Steely Library receives congressional papers

Congressman Ken Lucas, who served on the Board of Regents at Northern Kentucky University, donated his congressional papers to NKU during a ceremony held in the W. Frank Steely Library on Jan. 22.

Lucas retired this year after serving three terms in the U.S. House of Representatives, where he represented Northern Kentucky’s 4th Congressional District.

“I have a lot to be humble for,” Congressman Lucas said. “Much of the success in politics has to do with timing, and I’ve been fortunate to have been in the right place at the right time. I have had a fortunate life. I am thankful for everything.”

According to Michael Thomson, chair of the Political Science and Criminal Justice Department, Lucas has a unique perspective being a Democrat in a Republican-controlled Congress while serving under a Republican president.

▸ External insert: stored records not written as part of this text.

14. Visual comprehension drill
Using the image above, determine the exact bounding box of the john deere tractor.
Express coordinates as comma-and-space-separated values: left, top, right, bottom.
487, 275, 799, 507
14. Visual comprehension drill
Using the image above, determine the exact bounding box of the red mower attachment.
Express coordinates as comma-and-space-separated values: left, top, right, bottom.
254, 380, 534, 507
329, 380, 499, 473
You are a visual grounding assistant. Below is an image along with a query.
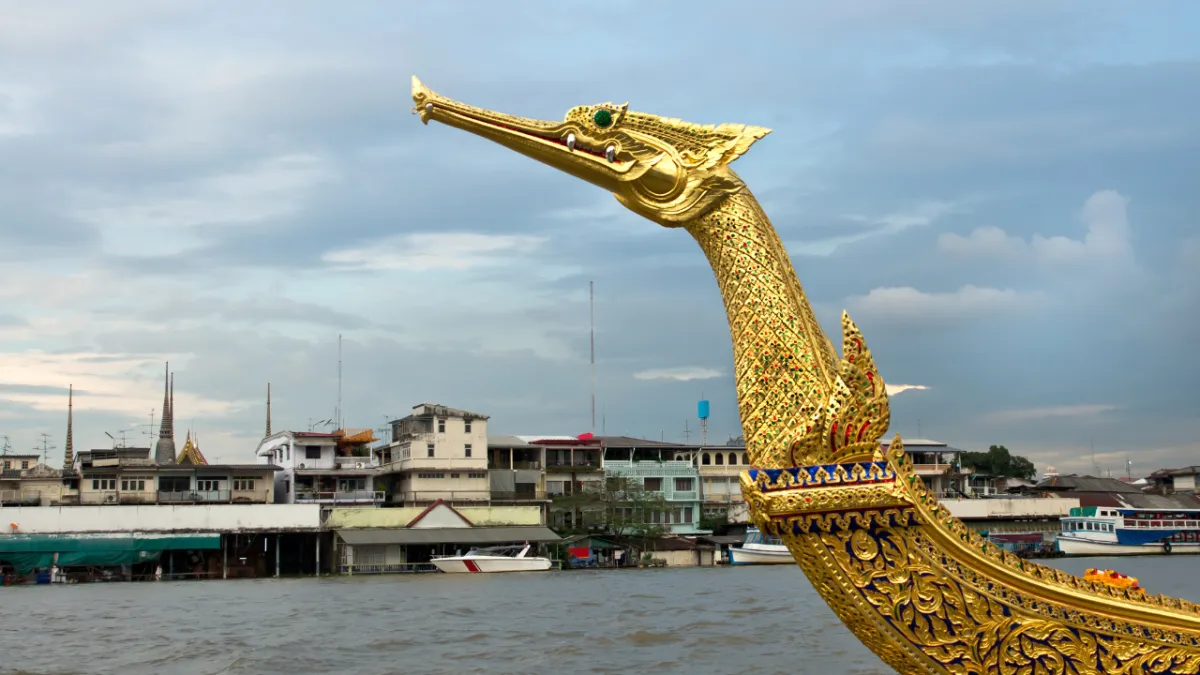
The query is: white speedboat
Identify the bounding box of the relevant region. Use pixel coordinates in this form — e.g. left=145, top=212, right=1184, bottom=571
left=430, top=544, right=551, bottom=574
left=730, top=527, right=796, bottom=565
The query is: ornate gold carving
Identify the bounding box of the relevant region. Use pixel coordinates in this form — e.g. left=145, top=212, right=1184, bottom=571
left=413, top=78, right=1200, bottom=675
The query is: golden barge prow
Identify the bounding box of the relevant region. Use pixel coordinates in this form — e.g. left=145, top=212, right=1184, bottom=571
left=413, top=77, right=1200, bottom=675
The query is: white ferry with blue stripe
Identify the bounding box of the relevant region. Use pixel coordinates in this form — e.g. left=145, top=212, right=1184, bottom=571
left=1058, top=507, right=1200, bottom=556
left=730, top=527, right=796, bottom=565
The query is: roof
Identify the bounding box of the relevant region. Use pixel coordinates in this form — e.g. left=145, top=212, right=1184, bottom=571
left=151, top=464, right=283, bottom=473
left=337, top=526, right=560, bottom=546
left=880, top=438, right=954, bottom=450
left=596, top=436, right=697, bottom=448
left=1150, top=466, right=1200, bottom=478
left=391, top=404, right=488, bottom=424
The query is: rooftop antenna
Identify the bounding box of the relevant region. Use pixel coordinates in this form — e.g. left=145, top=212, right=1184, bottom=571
left=334, top=333, right=342, bottom=428
left=34, top=434, right=55, bottom=464
left=588, top=281, right=596, bottom=435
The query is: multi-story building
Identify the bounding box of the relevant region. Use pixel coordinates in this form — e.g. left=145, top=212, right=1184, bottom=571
left=881, top=438, right=973, bottom=498
left=695, top=440, right=750, bottom=524
left=0, top=455, right=71, bottom=506
left=256, top=429, right=384, bottom=506
left=487, top=435, right=604, bottom=522
left=74, top=440, right=280, bottom=504
left=376, top=404, right=487, bottom=506
left=599, top=436, right=704, bottom=534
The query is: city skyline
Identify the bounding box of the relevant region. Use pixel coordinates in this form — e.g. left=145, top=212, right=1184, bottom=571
left=0, top=0, right=1200, bottom=472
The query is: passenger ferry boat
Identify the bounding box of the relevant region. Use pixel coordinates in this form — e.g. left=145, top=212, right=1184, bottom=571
left=1058, top=507, right=1200, bottom=555
left=730, top=527, right=796, bottom=565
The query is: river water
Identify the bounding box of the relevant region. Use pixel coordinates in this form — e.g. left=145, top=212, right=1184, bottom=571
left=0, top=556, right=1200, bottom=675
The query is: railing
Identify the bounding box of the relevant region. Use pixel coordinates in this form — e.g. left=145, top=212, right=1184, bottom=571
left=546, top=460, right=600, bottom=473
left=296, top=490, right=385, bottom=503
left=0, top=490, right=42, bottom=506
left=487, top=460, right=541, bottom=471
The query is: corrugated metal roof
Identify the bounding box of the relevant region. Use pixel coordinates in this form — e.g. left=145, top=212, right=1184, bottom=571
left=337, top=526, right=560, bottom=546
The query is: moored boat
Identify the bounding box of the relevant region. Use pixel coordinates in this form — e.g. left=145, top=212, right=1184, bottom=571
left=430, top=544, right=551, bottom=574
left=730, top=527, right=796, bottom=565
left=1058, top=507, right=1200, bottom=556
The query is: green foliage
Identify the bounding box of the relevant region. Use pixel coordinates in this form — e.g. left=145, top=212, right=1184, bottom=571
left=962, top=446, right=1037, bottom=480
left=550, top=476, right=668, bottom=538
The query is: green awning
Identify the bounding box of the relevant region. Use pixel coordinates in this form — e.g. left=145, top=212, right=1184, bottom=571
left=0, top=533, right=221, bottom=574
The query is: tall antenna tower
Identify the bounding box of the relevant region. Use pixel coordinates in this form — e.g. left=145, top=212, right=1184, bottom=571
left=334, top=333, right=342, bottom=429
left=588, top=281, right=596, bottom=435
left=34, top=434, right=55, bottom=464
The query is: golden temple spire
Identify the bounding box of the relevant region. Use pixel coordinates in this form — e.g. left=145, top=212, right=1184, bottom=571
left=62, top=384, right=74, bottom=471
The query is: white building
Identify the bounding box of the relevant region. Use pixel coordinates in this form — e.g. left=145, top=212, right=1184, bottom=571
left=256, top=429, right=384, bottom=506
left=376, top=404, right=492, bottom=506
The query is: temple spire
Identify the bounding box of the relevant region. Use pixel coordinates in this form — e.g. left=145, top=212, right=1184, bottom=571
left=62, top=384, right=74, bottom=471
left=154, top=363, right=175, bottom=464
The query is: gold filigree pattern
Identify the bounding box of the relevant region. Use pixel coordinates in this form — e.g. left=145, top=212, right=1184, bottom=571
left=413, top=77, right=1200, bottom=675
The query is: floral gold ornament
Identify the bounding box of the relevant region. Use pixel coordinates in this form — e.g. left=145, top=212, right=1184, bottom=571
left=413, top=77, right=1200, bottom=675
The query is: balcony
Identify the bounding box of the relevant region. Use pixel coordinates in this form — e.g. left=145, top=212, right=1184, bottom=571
left=296, top=490, right=385, bottom=504
left=546, top=460, right=600, bottom=473
left=0, top=490, right=42, bottom=506
left=392, top=490, right=550, bottom=506
left=487, top=460, right=541, bottom=471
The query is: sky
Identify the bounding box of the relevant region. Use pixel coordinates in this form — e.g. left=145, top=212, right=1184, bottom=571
left=0, top=0, right=1200, bottom=474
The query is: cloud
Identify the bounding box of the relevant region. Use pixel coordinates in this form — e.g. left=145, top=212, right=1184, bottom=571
left=985, top=404, right=1117, bottom=424
left=634, top=365, right=721, bottom=382
left=323, top=232, right=546, bottom=271
left=847, top=285, right=1044, bottom=323
left=788, top=201, right=960, bottom=256
left=937, top=190, right=1133, bottom=267
left=884, top=384, right=929, bottom=396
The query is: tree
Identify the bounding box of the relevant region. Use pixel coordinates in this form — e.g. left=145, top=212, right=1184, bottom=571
left=550, top=476, right=670, bottom=538
left=961, top=446, right=1037, bottom=480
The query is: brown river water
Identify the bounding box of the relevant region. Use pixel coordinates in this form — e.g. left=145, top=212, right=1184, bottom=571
left=0, top=556, right=1200, bottom=675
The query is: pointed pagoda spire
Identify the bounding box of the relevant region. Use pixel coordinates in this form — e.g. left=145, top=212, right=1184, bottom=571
left=62, top=384, right=74, bottom=470
left=154, top=363, right=175, bottom=464
left=264, top=382, right=271, bottom=437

“NKU is not only Ken’s home area, Ken also had a long term relationship with the university. We should be the only place where Ken’s papers reside,” Thomson said.

In recognition of Lucas’ 23 years of service as a regent at the university, Lucas had a building named in his honor, the Lucas Administration Center. He is the only regent in NKU history to receive an Honorary Doctorate from the university.

The collection of memos, correspondence and notes will be available to researchers in the Schlachter Family Archives located in Steely Library.

“The library will store, organize, catalog and preserve the papers,” said Associate Provost for Library Services Arne Almquist. “The library is working to build a collection of political papers of northern Kentucky politicians. This will be a resource of growing importance to historians and political scientists as the collection develops.”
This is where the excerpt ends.